La Confrérie évangélique du Honduras a annoncé des journées nationales de jeûne et de prière pour prier pour l'arrivée de la pluie face à la sécheresse prolongée qui affecte le pays et qui a aggravé les problèmes d'approvisionnement en eau et les pertes dans le secteur agricole.
Le président de l'organisation religieuse, Gerardo Irías, a indiqué que les activités se dérouleraient dans un contexte d'inquiétude provoquée par le déficit pluviométrique enregistré dans différentes régions du territoire hondurien.
« Même si nous constatons des sécheresses, nous pensons que la pluie arrive », a déclaré Irias, qui a appelé les membres des églises évangéliques à participer aux événements et à maintenir la foi face aux conditions météorologiques défavorables.
Comme l'a expliqué le chef religieux, la Confrérie évangélique prépare un programme national qui comprendra des périodes de jeûne et des espaces de prière spécifiquement dédiés à demander l'arrivée de la pluie.
Irías a souligné qu'en plus des activités religieuses, ils maintiennent une communication et un travail conjoint avec les institutions gouvernementales, notamment le Secrétariat de gestion des risques et des contingences nationales (Copeco).
Le pasteur a soutenu que les conditions actuelles représentent un moment pour renforcer la foi et a demandé à la population croyante de « se mettre à genoux » et de prier face à l'urgence que traverse le Honduras.

L'absence prolongée de précipitations a causé des dommages à différents secteurs, notamment l'agriculture et l'élevage, où les producteurs ont signalé des pertes dues au manque d'eau et de nourriture pour les animaux.
La situation commence également à avoir des répercussions économiques, car une réduction de la production agricole peut générer des pressions sur la disponibilité et les prix des aliments de base pour les familles honduriennes.
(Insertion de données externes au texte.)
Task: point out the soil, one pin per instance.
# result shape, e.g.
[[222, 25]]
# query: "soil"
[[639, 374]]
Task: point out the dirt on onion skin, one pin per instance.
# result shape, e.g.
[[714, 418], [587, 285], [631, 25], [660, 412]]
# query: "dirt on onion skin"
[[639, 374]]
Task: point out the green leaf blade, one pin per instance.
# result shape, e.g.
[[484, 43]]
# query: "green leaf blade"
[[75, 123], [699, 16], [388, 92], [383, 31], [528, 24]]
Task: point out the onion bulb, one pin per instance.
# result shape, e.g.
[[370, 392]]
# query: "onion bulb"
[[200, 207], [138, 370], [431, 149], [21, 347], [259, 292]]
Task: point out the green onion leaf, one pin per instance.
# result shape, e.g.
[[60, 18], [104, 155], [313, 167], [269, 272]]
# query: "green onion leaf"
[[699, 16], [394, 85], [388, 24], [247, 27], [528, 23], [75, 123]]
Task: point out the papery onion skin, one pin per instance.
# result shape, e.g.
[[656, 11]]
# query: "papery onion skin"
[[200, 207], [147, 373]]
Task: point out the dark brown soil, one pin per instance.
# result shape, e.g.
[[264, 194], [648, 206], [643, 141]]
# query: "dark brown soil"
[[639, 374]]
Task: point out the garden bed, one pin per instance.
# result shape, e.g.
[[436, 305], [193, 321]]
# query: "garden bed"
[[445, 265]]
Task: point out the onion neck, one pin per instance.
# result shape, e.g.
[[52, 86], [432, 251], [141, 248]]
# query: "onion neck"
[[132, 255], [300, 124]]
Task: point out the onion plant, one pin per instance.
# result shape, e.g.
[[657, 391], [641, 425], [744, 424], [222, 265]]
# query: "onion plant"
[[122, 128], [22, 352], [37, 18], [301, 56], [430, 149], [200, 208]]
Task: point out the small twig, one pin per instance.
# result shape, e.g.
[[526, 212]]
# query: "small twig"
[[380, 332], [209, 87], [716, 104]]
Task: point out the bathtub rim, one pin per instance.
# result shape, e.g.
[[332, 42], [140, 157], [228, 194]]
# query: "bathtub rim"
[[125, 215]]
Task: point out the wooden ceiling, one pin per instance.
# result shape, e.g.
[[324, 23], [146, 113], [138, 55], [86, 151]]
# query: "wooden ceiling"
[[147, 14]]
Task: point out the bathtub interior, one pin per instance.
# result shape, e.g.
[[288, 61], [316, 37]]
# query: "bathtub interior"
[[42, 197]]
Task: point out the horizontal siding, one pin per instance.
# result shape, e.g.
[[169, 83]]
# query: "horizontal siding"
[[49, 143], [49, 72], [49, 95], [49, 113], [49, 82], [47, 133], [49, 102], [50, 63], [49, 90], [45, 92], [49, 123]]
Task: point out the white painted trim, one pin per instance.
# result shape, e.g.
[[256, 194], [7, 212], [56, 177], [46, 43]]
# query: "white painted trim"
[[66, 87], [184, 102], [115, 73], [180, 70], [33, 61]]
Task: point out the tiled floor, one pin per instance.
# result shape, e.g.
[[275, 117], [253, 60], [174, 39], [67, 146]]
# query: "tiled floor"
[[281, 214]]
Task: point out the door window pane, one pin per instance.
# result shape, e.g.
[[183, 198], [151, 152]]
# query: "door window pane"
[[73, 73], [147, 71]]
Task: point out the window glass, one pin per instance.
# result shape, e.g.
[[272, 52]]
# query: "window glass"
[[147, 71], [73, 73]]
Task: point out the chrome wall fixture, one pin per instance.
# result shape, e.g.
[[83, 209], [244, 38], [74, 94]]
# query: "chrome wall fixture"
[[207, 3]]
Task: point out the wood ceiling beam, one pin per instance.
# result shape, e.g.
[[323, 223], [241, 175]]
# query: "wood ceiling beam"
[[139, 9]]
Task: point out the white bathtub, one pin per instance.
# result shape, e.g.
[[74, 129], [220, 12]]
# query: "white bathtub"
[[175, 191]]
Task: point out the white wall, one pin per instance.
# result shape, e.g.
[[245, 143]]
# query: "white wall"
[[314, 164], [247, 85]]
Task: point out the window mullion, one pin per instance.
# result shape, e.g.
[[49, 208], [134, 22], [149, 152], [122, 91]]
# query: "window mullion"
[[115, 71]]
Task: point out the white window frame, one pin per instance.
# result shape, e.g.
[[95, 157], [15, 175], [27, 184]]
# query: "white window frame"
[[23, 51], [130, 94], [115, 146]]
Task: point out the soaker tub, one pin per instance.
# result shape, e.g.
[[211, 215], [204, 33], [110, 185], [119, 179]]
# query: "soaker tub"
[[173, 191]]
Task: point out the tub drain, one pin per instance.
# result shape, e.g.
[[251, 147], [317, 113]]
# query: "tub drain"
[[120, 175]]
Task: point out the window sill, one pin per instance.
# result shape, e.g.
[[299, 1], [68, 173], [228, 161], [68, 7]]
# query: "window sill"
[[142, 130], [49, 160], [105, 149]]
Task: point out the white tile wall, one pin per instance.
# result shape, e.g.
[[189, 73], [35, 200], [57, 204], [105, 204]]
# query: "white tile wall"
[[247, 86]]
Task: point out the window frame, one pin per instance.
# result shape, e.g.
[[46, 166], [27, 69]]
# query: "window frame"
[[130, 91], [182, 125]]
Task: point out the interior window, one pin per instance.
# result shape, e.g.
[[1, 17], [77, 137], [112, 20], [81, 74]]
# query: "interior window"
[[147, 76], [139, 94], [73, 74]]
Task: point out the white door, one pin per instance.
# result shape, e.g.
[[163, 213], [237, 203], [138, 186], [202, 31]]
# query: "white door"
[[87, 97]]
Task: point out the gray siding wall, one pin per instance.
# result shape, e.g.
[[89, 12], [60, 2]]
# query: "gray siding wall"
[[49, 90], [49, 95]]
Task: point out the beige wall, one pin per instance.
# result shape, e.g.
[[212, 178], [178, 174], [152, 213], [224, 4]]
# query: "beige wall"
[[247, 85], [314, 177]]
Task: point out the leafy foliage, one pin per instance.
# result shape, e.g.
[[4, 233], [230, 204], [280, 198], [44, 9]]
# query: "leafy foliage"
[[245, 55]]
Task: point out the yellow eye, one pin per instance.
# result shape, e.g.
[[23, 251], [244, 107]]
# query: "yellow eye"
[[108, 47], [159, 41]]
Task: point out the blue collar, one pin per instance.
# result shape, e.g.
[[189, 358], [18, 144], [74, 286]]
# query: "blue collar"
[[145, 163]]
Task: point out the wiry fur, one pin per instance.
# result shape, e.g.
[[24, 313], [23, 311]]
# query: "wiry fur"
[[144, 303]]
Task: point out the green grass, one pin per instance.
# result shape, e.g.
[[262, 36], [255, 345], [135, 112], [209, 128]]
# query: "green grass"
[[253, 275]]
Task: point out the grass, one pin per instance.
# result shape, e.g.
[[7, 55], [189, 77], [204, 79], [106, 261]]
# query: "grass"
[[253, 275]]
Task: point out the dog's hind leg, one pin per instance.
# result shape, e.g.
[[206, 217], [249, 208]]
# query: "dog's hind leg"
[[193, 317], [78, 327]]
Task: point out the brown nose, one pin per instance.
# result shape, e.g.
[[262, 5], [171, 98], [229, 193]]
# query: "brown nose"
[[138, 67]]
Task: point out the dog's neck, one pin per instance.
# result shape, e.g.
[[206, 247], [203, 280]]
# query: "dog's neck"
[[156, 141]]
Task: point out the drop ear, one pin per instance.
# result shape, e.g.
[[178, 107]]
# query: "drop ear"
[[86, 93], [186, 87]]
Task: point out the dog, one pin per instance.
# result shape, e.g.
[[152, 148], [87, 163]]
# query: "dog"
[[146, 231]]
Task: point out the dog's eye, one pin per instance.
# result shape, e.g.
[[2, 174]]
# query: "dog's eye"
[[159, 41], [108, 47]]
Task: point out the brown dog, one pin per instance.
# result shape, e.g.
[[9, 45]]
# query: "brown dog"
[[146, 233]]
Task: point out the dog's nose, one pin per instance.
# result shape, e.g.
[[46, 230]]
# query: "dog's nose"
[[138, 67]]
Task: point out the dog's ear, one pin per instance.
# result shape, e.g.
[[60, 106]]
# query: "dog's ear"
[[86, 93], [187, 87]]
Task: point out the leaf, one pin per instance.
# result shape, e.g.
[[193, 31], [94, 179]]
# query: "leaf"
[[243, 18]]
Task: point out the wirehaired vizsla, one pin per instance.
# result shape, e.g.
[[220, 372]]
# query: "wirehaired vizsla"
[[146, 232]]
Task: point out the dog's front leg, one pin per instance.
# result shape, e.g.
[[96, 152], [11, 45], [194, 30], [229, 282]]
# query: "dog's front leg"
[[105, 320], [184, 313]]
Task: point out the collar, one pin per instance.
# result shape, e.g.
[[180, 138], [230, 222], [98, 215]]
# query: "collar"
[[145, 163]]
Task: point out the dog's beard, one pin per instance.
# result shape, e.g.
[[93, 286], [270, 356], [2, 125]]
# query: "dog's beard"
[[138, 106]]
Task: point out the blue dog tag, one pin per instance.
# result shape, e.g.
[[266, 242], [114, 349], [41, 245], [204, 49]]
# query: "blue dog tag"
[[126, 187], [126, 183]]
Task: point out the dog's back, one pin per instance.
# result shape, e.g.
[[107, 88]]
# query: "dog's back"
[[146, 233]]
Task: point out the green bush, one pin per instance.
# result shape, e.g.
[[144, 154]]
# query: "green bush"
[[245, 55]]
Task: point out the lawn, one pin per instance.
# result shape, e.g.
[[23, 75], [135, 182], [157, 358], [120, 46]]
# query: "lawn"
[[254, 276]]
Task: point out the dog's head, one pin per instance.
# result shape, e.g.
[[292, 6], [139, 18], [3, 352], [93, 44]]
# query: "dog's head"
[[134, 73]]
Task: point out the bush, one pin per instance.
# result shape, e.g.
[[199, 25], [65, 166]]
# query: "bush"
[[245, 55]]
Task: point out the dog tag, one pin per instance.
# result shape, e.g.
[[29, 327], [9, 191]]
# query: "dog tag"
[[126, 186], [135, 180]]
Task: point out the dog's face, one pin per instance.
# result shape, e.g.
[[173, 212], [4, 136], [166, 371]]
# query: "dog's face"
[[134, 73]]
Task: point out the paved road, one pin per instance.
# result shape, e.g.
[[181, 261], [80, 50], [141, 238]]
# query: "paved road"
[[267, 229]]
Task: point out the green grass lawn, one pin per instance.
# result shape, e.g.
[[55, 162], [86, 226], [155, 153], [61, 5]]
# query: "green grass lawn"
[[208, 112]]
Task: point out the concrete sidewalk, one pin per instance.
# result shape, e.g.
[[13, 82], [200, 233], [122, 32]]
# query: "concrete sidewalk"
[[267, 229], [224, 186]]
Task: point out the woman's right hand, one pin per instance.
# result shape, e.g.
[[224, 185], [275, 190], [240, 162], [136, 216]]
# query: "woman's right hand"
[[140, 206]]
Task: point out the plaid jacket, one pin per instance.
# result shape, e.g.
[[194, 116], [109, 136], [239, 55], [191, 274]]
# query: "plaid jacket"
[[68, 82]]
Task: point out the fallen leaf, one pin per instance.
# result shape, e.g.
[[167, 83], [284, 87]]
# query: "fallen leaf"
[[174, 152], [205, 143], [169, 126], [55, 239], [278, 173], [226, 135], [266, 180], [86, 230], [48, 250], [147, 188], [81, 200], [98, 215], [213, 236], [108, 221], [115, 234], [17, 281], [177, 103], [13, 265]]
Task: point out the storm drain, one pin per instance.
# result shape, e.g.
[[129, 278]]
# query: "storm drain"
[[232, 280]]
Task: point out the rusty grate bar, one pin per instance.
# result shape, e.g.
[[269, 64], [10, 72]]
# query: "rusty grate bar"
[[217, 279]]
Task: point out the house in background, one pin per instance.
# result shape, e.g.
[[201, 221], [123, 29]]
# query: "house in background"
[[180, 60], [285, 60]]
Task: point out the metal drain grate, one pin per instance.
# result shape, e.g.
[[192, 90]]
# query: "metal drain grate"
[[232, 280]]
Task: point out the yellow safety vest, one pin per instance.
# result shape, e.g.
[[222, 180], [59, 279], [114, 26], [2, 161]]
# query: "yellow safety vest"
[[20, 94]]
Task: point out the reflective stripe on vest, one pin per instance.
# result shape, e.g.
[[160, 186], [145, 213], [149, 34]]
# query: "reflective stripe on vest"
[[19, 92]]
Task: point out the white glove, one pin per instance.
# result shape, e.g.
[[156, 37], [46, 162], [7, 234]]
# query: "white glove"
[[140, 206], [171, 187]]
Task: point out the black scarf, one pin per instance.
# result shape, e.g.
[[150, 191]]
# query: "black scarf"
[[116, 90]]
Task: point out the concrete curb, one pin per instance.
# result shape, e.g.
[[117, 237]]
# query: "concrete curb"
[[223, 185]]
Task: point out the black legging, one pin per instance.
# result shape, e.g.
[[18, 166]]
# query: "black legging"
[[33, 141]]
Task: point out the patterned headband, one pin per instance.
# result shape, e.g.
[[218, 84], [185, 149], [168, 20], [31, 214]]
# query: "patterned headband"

Selon les informations fournies, la crise survient dans le contexte de l'impact attribué au phénomène El Niño « Godzilla », qui aurait généré des déficits de précipitations allant jusqu'à 40% dans certaines régions, dont le District Central.
Entre janvier et juin 2026, la capitale hondurienne a enregistré en moyenne environ 259 millimètres de précipitations, considérées comme l'une des plus faibles accumulées ces dernières années.
La réduction des pluies a affecté les réserves disponibles pour approvisionner Tegucigalpa et Comayagüela, obligeant les autorités à renforcer les mesures de gestion de la ressource disponible.
Les experts et les autorités ont averti que l’absence de précipitations significatives au cours des prochains mois pourrait compromettre les réserves et amener le premier semestre 2027 à présenter des conditions similaires, voire plus complexes.

L'une des conséquences les plus visibles de la sécheresse concerne l'approvisionnement en eau potable dans la capitale, où les périodes de rationnement ont été étendues à environ neuf jours dans certains secteurs.
Cette situation signifie que de nombreux foyers pourraient recevoir le service seulement quelques fois au cours du mois, augmentant ainsi l'inquiétude de la population quant à la disponibilité de la ressource.
Face à ce panorama, la Confrérie Évangélique maintiendra son appel au jeûne et à la prière, tandis que les institutions gouvernementales continueront de surveiller l'évolution des conditions climatiques.
Irias a insisté sur le fait qu'en plus des mesures mises en œuvre pour faire face à l'urgence, les Églises recourront à la foi pour demander le retour des pluies sur le territoire hondurien.